La etiqueta decía que había que tomar dos comprimidos. Dos, no uno. Así que, como desgraciadamente esa noche seguía siendo una ocasión especial, tomé dos comprimidos. Los mastiqué con dificultad, ya con la férula puesta. Parecía un perro tratando de triturar una chuche entre los colmillos. Al día siguiente llegué a la conclusión de que la melatonina es estupenda para dormir, siempre y cuando no te importe que Blumhouse sea la productora de tus sueños. Un detalle del que ya me había advertido mi amigo D.
Odié la experiencia. La melatonina da sueño, sí: el peor sueño de tu vida. Un sueño pesado, una placidez que se arrastra más allá de la noche y se te acomoda dentro, volviéndose molesta, como una visita que no termina de irse. Y te pasas el día enterrada en una sombra de arena.
No volví a abrir el bote. “Da igual no haber dormido; si estás inquieta, te vas a despertar”, me decía D. Efectivamente, no era el sueño, o su falta, lo que me quitaba el sueño. Era otra ausencia, el pensamiento que cruza tu mente en el momento más inoportuno para interrumpir sin ningún tipo de respeto lo que sea que estés haciendo y robar toda tu atención solo para recordarte en un instante de sorna que ya no.
El tiempo, entonces, empieza a medirse por el número de minutos, al principio; de días, más adelante; que puedes pasar sin esas condenadas interrupciones, y empiezas a buscar distracciones para alargar ese espacio de olvido pasajero.
“Las distracciones son la unidad de medida del duelo.

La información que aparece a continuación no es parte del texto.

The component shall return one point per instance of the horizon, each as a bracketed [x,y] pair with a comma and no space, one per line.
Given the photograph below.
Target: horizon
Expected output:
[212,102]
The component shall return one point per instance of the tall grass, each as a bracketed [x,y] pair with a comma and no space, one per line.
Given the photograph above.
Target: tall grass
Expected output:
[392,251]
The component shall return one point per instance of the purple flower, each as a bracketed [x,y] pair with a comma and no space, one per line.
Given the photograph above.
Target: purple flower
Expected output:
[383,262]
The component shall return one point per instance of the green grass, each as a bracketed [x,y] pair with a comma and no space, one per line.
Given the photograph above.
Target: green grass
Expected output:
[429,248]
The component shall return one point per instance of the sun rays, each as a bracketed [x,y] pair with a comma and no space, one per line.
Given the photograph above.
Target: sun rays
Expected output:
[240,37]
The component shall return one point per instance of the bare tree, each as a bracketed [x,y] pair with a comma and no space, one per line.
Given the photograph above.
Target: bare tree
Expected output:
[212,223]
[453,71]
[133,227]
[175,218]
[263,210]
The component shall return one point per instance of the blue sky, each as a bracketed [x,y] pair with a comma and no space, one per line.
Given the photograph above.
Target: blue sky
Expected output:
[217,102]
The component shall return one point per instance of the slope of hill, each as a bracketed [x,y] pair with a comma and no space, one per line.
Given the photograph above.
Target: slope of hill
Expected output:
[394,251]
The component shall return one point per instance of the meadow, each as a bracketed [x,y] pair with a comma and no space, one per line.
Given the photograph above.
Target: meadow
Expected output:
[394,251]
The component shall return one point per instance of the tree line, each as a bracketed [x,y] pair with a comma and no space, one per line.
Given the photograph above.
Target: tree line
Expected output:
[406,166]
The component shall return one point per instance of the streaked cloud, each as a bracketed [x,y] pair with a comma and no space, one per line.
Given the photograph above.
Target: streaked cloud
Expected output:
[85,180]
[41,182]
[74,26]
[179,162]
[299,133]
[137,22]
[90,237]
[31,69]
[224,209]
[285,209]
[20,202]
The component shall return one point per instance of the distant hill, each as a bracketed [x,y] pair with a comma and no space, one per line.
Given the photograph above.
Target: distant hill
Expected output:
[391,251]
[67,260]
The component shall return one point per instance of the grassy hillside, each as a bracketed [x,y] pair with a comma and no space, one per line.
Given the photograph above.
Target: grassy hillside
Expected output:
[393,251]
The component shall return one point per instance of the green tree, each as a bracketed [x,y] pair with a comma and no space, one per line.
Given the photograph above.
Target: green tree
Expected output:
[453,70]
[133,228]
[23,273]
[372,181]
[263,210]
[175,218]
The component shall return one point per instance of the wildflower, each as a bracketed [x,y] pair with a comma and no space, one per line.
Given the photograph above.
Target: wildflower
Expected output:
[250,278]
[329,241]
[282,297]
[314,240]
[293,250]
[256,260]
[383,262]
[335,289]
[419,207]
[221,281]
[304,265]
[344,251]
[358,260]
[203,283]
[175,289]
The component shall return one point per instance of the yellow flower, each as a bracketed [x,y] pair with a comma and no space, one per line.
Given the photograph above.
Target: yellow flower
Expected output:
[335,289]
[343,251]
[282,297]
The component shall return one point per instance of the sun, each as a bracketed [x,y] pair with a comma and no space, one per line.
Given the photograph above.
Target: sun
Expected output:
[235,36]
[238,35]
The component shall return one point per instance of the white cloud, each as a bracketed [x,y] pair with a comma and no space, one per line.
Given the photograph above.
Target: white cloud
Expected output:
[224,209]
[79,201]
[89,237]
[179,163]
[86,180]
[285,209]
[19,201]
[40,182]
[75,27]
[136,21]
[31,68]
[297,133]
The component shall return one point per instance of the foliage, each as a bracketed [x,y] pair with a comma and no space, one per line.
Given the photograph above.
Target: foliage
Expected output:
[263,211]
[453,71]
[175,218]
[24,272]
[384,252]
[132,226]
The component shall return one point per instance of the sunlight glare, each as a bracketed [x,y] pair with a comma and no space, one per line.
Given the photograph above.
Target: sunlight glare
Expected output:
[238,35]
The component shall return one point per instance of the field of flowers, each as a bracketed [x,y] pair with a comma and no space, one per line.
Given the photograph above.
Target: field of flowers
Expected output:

Se trata de hacer como que no piensas en ello, hasta que dejas de pensar en ello”, dijo mi amigo A. en uno de sus habituales ataques de sabiduría: “es como dormir”. Cierras los ojos y haces como que duermes hasta que, finalmente, lo consigues.
Nunca he tenido problemas para dormir, y ahora que no puedo hacerlo, preferiría olvidar.